In response to these and other concerns, a greater effort was beginning to be made before the pandemic to monitor patients for these infections, particularly as they cycled in and out of nursing homes and intensive care units. This revolving door is known to spread germs that are carried by infected patients.
But after the pandemic began, there was much less monitoring and even, at times, a wholesale breakdown of communications about the transfer of such patients, experts said.

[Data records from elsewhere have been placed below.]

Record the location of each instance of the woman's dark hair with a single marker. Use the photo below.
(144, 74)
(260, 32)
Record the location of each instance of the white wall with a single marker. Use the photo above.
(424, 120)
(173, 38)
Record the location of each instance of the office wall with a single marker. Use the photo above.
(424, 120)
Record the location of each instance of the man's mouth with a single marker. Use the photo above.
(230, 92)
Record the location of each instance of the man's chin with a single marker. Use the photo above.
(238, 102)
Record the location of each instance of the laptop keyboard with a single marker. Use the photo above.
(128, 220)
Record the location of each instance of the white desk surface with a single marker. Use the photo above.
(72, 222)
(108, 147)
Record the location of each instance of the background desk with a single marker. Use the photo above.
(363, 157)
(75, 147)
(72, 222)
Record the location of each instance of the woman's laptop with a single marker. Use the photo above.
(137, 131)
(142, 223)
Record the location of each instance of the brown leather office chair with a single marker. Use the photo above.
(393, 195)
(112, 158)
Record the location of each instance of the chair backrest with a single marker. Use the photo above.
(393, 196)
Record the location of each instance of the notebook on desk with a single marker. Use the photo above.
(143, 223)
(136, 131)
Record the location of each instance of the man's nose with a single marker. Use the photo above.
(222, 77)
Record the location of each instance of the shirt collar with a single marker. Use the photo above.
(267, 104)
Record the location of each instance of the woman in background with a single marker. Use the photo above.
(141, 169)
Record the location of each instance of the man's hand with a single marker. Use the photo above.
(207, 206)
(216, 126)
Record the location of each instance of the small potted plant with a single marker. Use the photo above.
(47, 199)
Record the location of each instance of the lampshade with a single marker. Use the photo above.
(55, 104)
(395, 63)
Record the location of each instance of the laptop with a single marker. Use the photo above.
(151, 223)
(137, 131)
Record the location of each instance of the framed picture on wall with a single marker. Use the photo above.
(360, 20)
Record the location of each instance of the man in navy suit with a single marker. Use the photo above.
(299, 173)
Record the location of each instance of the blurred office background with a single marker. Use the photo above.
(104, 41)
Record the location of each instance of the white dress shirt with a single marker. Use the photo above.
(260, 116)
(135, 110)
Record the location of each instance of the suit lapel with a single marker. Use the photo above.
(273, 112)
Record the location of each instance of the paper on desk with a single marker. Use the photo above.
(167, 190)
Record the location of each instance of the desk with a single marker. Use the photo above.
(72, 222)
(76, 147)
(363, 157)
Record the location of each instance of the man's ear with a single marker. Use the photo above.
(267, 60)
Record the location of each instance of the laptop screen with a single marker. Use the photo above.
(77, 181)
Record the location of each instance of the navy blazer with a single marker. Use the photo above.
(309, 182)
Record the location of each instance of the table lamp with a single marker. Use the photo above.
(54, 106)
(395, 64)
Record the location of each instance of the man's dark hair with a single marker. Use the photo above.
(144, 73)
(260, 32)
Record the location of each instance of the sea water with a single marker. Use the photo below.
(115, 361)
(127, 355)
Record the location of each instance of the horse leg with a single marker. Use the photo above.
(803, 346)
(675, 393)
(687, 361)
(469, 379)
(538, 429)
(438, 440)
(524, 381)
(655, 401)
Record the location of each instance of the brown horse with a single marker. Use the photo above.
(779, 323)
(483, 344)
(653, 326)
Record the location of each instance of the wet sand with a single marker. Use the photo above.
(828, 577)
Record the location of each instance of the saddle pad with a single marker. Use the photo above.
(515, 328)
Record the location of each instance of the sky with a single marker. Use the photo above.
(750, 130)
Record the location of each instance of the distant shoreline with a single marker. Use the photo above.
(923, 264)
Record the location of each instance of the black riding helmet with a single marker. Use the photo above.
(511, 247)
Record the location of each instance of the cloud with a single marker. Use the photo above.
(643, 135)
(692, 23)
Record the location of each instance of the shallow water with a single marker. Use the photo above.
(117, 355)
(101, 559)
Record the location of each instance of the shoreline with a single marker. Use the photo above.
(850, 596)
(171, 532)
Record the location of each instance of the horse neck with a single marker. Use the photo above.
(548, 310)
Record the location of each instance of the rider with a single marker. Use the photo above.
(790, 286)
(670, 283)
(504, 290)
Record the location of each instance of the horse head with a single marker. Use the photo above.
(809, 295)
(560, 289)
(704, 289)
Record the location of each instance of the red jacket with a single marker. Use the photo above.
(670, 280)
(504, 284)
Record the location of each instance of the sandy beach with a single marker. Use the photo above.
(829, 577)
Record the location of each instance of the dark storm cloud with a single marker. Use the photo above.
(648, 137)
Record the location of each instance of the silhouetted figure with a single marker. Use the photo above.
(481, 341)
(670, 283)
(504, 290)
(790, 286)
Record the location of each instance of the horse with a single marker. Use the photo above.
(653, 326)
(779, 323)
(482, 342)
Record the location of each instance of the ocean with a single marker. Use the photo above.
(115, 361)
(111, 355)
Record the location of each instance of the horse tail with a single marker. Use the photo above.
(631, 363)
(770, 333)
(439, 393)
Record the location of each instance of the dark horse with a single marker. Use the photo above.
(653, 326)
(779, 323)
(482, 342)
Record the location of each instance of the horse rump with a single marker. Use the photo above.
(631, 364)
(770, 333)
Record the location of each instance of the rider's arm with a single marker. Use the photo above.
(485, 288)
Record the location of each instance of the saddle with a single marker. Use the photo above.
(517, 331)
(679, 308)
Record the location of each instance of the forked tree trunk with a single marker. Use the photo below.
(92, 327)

Plus, the sickest COVID-19 patients were put on ventilators, where drug-resistant infections can cling and then spread.
Another possible contributor has been the heavy and regular use of steroids to treat COVID-19. These drugs help alleviate the virus’s most dangerous symptoms but can leave the immune system compromised in a way that allows other germs to more easily infiltrate the body.
The combination of these factors “is perfect” for the fungus to “take hold,” said Dr. Tom Chiller, the head of the fungal division of the CDC.
Earlier this month, the Florida Department of Health published a case report of four Candida auris cases at a hospital in Florida. (The hospital’s identity is masked by the CDC and the state). In an effort to understand the spread, the Florida department of health visited the COVID unit there in August. Their inquiry found that 35 of 67 patients admitted to the unit from Aug. 4 to 18 were colonized with C. auris, meaning that the fungus was on their skin but they were not yet infected. Subsequently, six of the patients became infected.
Crucially, the study found that the spread of the fungus from one patient to the next may well have come from health care providers carrying the germ on protective gowns or gloves, as well as on mobile computers and other equipment that had been insufficiently cleaned. This was, the CDC and other experts said, a breakdown in infection control, a practice that had come under intense scrutiny in 2019 after C. auris took root in the East Coast and began to spread.
Nationally, the number of infections had increased to around 1,625 by November 2020, from 952 since the end of October 2019. The current number is likely far higher, Chiller said, because screening for the germ was largely halted early in the pandemic. When it picked up again, the numbers rose to 83 infections in August and 195 patients colonized — and, even then, testing was not as widespread as pre-pandemic.
The upshot is that the confirmed cases are “likely the tip of the iceberg,” Chiller said.